Shawn Trammell has been working at our Brooklyn East site for almost 30 years. Today, as a senior dialysis technician, he is a member of the clinical team who connect patients to dialysis machines and monitor them during treatment. He is also one of the technicians who participated in the pilot program that helped Rogosin Brooklyn East achieve 5 stars in Patient Satisfaction. (See article). We asked Shawn to speak a little about his experiences working with patients:
How did you get involved in kidney care?
In 1994, I graduated high school and was trying to find my way. I had been raised by a single mother and had to contribute to the household, so I needed a job. One of my childhood friends worked at Brooklyn East, and my grandmother was receiving treatment there for kidney failure. They were looking for a part-time per diem unit clerk, and my friend encouraged me to apply.
How did having a grandmother with kidney disease affect you?
When I was 16, my grandmother started having health issues and began receiving treatment. I didn’t know what dialysis was and as a teenager I didn’t ask a lot of questions. When I toured the facility during my interview, it was overwhelming for me. I started to understand what my grandmother was going through. At first, I wasn’t sure I would be able to work there, but it helped to begin in a clerical role. Today, remembering my grandmother helps me understand what our patients go through.
How did you go from clerical work to being a technician?
I went from part-time to full-time in the clerk role, and then became a set-up tech, making sure all the necessary supplies were available for technicians. I did that for about two years, when a memo came around that they were offering technician training, which in those days was done on-site. I decided to try for it and became a technician and then a senior technician.
You’ve been doing this a long time. What do you like best about your job?

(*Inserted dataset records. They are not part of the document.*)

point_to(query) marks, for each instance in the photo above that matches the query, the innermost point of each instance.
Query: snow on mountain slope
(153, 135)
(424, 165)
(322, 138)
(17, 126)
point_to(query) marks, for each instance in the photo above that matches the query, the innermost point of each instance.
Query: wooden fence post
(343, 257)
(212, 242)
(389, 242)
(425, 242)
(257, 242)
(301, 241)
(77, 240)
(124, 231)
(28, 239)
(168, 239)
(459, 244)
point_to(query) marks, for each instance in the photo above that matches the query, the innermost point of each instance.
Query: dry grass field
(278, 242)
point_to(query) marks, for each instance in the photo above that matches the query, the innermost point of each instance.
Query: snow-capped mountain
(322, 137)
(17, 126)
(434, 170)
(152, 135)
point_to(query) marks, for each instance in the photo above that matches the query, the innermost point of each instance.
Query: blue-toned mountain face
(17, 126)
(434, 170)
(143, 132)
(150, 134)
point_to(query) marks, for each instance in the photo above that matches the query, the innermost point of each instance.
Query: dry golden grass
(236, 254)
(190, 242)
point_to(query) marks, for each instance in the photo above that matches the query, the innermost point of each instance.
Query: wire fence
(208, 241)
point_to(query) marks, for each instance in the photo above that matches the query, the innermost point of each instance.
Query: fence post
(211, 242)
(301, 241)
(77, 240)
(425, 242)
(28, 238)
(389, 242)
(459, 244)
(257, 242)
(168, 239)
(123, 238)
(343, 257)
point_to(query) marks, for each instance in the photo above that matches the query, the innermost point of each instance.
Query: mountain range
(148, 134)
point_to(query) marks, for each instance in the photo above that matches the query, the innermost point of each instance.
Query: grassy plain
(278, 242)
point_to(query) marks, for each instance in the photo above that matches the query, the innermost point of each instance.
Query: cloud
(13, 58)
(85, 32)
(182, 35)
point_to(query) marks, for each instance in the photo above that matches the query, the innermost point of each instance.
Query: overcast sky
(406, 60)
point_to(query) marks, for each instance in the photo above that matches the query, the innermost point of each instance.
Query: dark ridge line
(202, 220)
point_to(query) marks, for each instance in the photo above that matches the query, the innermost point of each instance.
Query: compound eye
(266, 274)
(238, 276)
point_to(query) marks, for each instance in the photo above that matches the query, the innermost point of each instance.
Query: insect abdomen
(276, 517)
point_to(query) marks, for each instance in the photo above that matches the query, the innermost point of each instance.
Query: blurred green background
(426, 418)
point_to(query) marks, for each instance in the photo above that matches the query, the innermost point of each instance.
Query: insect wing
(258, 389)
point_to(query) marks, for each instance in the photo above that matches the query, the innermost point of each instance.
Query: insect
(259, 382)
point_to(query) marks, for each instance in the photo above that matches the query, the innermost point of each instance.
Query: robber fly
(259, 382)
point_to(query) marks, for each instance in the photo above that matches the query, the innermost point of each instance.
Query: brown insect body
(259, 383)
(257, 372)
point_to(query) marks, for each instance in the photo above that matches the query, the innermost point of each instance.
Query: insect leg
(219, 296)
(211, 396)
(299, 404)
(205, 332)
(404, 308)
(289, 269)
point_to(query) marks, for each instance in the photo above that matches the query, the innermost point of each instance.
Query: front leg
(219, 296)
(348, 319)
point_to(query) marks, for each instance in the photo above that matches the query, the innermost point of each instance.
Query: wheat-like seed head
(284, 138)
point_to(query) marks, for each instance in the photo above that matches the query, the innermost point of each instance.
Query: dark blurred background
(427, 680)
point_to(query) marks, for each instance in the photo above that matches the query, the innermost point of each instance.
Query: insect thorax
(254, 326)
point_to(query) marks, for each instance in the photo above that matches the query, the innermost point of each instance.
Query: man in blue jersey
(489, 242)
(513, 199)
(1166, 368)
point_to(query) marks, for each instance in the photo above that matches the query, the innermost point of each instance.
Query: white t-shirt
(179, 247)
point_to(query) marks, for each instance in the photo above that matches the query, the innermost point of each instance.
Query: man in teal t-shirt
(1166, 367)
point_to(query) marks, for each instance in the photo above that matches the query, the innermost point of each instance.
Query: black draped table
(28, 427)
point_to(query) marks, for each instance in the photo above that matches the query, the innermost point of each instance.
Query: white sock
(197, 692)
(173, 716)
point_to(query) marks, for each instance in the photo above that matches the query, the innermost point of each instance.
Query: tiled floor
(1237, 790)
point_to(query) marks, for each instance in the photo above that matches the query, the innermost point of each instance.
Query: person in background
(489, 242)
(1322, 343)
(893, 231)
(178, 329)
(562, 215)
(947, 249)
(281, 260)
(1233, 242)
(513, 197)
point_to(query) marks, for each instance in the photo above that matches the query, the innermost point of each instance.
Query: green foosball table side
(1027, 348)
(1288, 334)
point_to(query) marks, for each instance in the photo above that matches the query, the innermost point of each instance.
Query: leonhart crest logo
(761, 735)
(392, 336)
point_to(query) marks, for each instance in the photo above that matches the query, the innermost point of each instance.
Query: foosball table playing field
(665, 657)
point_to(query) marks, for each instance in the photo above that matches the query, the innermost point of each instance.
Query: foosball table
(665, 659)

I love working with our patients. I am not well traveled, but I feel I have traveled the world with our patients. We have patients from so many different cultures and places. They are fathers, mothers, husbands, wives, sons, and daughters. I enjoy talking with them and learning from them. It is so important to see patients as people, who are so much more than their disease.
I also work with a great team. We have seen each other through some of the toughest times, always coming together to keep the clinic running for our patients. We really banded together during the early days of COVID-19, which was very scary from a dialysis perspective. In March of 2020, I was hospitalized for over two weeks with COVID-19. My colleagues texted and called me every day when I was in the hospital. When I got out of the hospital, they dropped off food at my home. These are the kind of people I work with.
You participated in the pilot program, coming in over the weekend to talk to patients. What would you like to share?
Being part of the program gave me time to just speak with patients to learn more about their experiences. Sometimes patients think that we don’t understand how hard this is for them. They can’t just up and go to a wedding in another country. They can’t go to an event and eat and drink whatever they want. They have lost a lot because of this disease. We do understand, but sometimes we get lost because we are focused on doing the tasks of our jobs. Talking to patients helps me remember why I am here. You can learn so much from a patient in a short time. The goal of the program was to learn how to improve what we are doing for patients, but I think the act of sitting and talking helps them know that we understand.